Examples of events that should be audit logged are as follows: application specific user activities, exceptions, information security events (successful and rejected events), use of privileges, log-on failed-attempts & successes, log-off, data accessed, data attempted to be accessed, administrative configuration ...

See Details ›

What is the best practice for storing audit logs? ›

As a general rule, storage of audit logs should include 90 days “hot” (meaning you can actively search/report on them with your tools) and 365 days “cold” (meaning log data you have backed up or archived for long-term storage). Store logs in an encrypted format. See our post on Encryption Policies for more information.

Find Out More ›

What are the two types of audit logs? ›

There are typically two kinds of audit records, (1) an event-oriented log and (2) a record of every keystroke, often called keystroke monitoring.
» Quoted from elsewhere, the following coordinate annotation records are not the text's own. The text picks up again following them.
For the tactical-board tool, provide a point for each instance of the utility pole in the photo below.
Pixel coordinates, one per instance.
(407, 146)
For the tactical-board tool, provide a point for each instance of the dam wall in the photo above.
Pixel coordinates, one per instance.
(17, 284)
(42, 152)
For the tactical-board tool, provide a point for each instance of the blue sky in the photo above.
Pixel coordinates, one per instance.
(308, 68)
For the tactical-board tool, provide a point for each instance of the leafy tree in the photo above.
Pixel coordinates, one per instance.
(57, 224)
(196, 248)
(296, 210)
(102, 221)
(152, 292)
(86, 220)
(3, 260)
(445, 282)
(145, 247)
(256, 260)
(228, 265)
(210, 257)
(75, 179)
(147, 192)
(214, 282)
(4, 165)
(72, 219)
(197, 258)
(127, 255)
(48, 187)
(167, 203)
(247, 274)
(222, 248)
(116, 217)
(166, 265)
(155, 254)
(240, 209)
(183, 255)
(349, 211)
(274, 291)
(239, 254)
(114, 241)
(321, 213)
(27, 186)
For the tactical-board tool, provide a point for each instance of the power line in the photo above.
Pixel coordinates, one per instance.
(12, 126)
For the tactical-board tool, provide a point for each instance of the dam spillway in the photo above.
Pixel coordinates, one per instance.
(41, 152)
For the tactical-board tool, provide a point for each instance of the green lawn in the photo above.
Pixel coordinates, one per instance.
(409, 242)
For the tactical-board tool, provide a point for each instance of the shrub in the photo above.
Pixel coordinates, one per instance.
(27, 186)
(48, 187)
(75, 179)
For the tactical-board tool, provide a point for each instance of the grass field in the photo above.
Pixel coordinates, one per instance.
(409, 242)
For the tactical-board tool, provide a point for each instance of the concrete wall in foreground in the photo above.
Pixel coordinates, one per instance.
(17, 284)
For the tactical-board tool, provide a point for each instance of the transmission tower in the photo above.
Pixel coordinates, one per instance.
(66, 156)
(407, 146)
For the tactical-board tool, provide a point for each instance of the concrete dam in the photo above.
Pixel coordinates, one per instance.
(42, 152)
Event-based logs usually contain records describing system events, application events, or user events.

Tell Me More ›

Is auditing same as logging? ›

An audit trail offers a detailed record of user actions and system changes for compliance and accountability, while log files focus on monitoring system health and troubleshooting. Both are indispensable in today's digital landscape, ensuring data integrity and system reliability.

Show Me More ›

What is audit management process? ›

Audit management is a quintessential process to ensure that all audit directives are correctly implemented and executed. It encourages any organization to: Improve audit plans. Track and manage audit findings. Boost audit efficiency and cut costs.

Explore More ›

How long should audit logs be kept? ›

For example, you may keep audit logs and firewall logs for two months. However, if your organization must follow strict laws and regulations, you may keep the most critical logs anywhere between six months and seven years. This timeframe is the log retention period.

What is another name for audit log? ›

An audit log, often called an audit trail or audit history, is a chronological record of events, actions and changes within a computer system, software application, network or organization.

Show Me More ›

How do you protect audit logs? ›

By encrypting your audit records, only users with access to the encrypting certificate will be able to view the audit logs. Audit logs can be signed to ensure the integrity of your audit data. By signing your audit records, modifications of the audit logs can be traced.

Read The Full Story ›

What is an audit administrator? ›

Responsible for managing staff and assisting in the administration of the Audit Department.

See Details ›

What does it mean to be logged in as an administrator? ›

An administrator is someone who can make changes on a computer that will affect other users of the computer. Administrators can change security settings, install software and hardware, access all files on the computer, and make changes to other user accounts.

Get More Info Here ›

What are administrative logs? ›

Admin logs are generated for administration activities that occur at the level of integration nodes, managed integration servers, and independent integration servers. At the integration node level, the admin log contains information about events such as starting and stopping integration servers.

What is the admin audit log in umbrella? ›

The Admin Audit log records changes that have been made by your administrative team in your organization's Umbrella settings. Logs appear when change events occur in the dashboard, such as adding a user or modifying a policy. You can access data in 90-day increments.